Since our trials and tribulations at Indy, I guess it's no secret that we don't have the best oval racecars in the IZOD IndyCar Series. As soon as we rolled off the trailer, we knew we were in trouble. It was a case of, “OK, we've got a slow car this month.” I knew I was going to have to be putting the No.26 Venom Energy car's rear wing where other people weren't in order to go as quick as them, so that's how I kept my sanity on Bump Day. I was mentally prepared for just that situation, and Ryan Hunter-Reay and I had a talk about potential cannibalism within the Andretti Autosport team – that we could end up in a situation where we're trying to put each other out of the race, when all we're doing is our job. So it was a tough situation, but we were ready for it.
The problem originated from the off-season, because we didn't do as much wind tunnel work for the ovals as we did shock and damper work for road and street courses. That's why I was frustrated that some people were asking, “How did this happen?” and my reply was, “How did you expect this not to happen?! We didn't do as much aero work as the others.” I mean, it is what it is: I'd say we've seen the benefits of what we did get done over the winter; we've definitely made progress on street courses. But to expect miracles on the ovals was just wrong.
There are no bad teams out there. Even the teams that used to be weak are still spending money in the wind tunnel and at shaker rigs. So if they're doing it, we need to do the same, or instead of being part of a Big Three, we're going to be nowhere. We were already behind Penske and Ganassi, and when we don't improve, other teams will fill the gap between us and the best.
It's logical, isn't it: I qualified 16th in 2010 at Indy, and I was best of the five of us – isn't that a big enough wake-up call already? As the field increases in depth, and you get a couple more Ganassi cars, you get three or four strong Sam Schmidt cars, and so on, well, so we must expect that last year's 16th is going to equate to this year's 27th if we haven't made progress. It's the old cliché – stand still and you're actually going backward in racing. And I'm afraid two weeks practice – with or without the rain interruptions – isn't enough to correct the situation. What's needed for that place is stuff you learn in wind tunnels – a lot of little things, not one big thing that allows you to “bolt on speed.”
What you can get done in that time is exactly what we did: Get the car to work with the wing at the level you saw on the last run in qualifying. A lot of people were worried about how it was going to go, and some people were trying to talk me out of it, but at the same time, I'd rather back it into the wall trying to get in than just sit there with the wing at a more comfortable level but risking not making the show. They pay me to drive and get the job done, and that's what I did.
I tried to keep as calm as I could and think, “OK, whatever's gonna happen is gonna happen,” but we were at the mercy of so many things that day.

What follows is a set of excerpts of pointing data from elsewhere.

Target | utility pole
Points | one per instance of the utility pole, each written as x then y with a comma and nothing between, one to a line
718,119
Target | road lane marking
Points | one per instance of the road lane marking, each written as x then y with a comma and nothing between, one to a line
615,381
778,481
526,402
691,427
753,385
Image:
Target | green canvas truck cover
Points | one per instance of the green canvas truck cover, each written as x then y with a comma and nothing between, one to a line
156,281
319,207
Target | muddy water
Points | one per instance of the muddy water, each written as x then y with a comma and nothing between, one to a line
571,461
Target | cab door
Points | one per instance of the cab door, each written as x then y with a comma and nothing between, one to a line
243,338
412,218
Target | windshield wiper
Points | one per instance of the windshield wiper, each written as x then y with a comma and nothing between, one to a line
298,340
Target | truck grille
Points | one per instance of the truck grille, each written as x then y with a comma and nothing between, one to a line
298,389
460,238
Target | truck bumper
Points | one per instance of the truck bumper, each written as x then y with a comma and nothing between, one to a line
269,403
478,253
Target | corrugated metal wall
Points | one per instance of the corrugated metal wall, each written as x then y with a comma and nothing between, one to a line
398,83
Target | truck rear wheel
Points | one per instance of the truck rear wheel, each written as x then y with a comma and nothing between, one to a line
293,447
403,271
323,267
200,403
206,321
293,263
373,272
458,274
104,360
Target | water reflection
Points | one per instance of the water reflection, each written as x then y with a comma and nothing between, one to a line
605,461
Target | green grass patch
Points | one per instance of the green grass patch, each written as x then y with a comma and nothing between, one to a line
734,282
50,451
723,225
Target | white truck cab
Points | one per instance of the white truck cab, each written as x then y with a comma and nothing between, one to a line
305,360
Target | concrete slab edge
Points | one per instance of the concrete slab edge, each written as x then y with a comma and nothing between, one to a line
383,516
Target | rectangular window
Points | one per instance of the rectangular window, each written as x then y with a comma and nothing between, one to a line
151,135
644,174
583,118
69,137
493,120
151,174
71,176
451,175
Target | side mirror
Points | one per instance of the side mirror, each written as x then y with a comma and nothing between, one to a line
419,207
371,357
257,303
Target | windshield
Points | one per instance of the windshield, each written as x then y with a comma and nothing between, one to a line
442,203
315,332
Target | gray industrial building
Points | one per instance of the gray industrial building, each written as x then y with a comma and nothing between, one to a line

The weather was the big thing, but also if James Jakes had white-walled his tires or stuck it hard into the wall, I was going home. We were running out of time.
I felt for my dad, because earlier that day when I put in a banker lap and got it in the race, Danica didn't get to go because of the rain. I was sitting at my timing stand, and for me, it was best if it kept raining, but for dad's sake, it needed to stop. There were so many emotions that day, and the radio conversation between me and him before that final run got a little crazy at times: as you saw, we're pretty animated people. I also felt strongly for Venom, my sponsors; they deserved it more than anybody because they pay the bills. Looking back now, I can say, “Hey, at least we had a proper Bump Day,” and I'm sure the fans loved the tension. But it wasn't so good being part of the drama.
Normally in the race, I'd say speed isn't everything, but I think that's probably where we were still lacking. My car was not that fast, and it wasn't drafting. At least last year, if I carried more throttle, I could tow up on people down the straights. This year, that wasn't the case: I could be sitting in someone's slipstream and make no gains. At the beginning we came through quite nicely, but then plateaued when we caught up to the quick guys.
Everyone points out that Texas Motor Speedway is a very different oval from Indy, and they're right, obviously. But I'm afraid to say it just kind of highlighted our gap to the leaders again. If you look at the grid, there are a lot of similarities to the grid between Texas and Indy. The difference is that you can make up places and do a lot of passing, but with two sprint races, I didn't have the luxury of time on my side. Still, with the team helping me with slick pit stops, we went from 23rd to 13th in the first race but I didn't have the high line to make up ground on people. I started to bring it in toward the end of the race and just forced it. But the second race was much better for us. The high line was coming in, there were grip improvements because the temperature dropped as we went from evening to night, and we made some good changes between races. Suddenly we had a good-handling car and a third lane and so the race went better for us.